TG It really was. I forget she's a newcomer; we all laugh at the same jokes, obsess over good food, and have long conversations about the meaning of life. Her vision for the band is very much in line with ours; we want to keep opening people up in all kinds of ways with music, and basically just have fun and keep growing. But she also has a freshness to her approach and a perspective that having done this for almost ten years, we sometimes lack. Sometimes we forget how lucky we are to have gotten this far.
OT You famously have a very open relationship with your fans. Any regrets?
TG After Doris was diagnosed in November, that kind of blew the whole thing open. We were all personally shaken and humbled. I was facing the mortality of my best friend of thirty years, plus the specter of an end to the band and my career. I didn't care anymore about arbitrary divisions between "performer" and "fan," and frankly, the fans helped get us through. They wrote to us, prayed and visualized for us, sent packages and donations and inundated Doris with love. Everyone should have that kind of support network when the sh*t hits the fan. We know how lucky we are, and how special our fans are.
OT How is Doris?
TG She's doing really great, responding very well to the drug she's on. She's active and for the most part, leads a normal life. This is largely thanks to the incredible advances in CML treatment over the past ten years. The drug she's on was only approved as a first-line treatment a month before her diagnosis, talk about being born at the right time. These targeted therapies have turned CML from a terminal disease where people had a few years at most, to a chronic illness that just needs to be managed. At her three-month checkup, Doris went from 100% leukemic cells at diagnosis down to 4%.

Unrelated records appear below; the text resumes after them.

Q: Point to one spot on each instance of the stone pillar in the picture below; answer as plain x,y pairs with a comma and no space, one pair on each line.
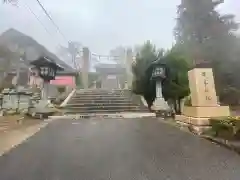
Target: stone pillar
204,101
129,67
85,67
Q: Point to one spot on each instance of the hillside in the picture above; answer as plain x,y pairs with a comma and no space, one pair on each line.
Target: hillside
14,39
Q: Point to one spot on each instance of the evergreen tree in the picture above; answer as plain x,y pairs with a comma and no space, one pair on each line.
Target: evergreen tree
204,34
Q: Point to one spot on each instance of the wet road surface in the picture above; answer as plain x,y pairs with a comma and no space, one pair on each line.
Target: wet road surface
117,149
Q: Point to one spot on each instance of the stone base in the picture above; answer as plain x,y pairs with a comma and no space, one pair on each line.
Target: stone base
206,112
160,104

OT What was the personal and professional impact on the band?
TG In six words or less, it has put everything into perspective. Doris started keeping a blog about her health on CaringBridge, and then we basically turned our whole website into a blog where we post our thoughts about life in general, in addition to pictures and videos of the band in action and behind the scenes. I think the whole "fame" thing has been transformed in a great way with social networking and real time interaction via the internet. Everyone is just a person now, and we're sharing our lives.

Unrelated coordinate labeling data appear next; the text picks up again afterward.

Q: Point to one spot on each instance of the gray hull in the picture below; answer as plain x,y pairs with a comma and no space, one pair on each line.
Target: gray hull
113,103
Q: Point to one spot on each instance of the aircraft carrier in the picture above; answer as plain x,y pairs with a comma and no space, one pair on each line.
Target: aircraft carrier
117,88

OT What can fans do to help?
TG Please keep coming to the shows. And if you want to make a donation to Doris or to the band, you can do so at http://girlyman.com/donate/
OT Careers in the arts can be rife with disappointment. Any derailing early experiences you could share?
TG Plenty. Before Girlyman, when it was just me and Doris as the Garden Verge, we once played a gig where so few people came that not only didn't we make anything but we had to pay the sound guy his fifty bucks out of our own pockets. Then when Girlyman formed, there were plenty of places that wouldn't book us, even for free. Those early days can be pretty rough. I've blocked out a lot of it. We once played a whole show to one person. That was pretty special.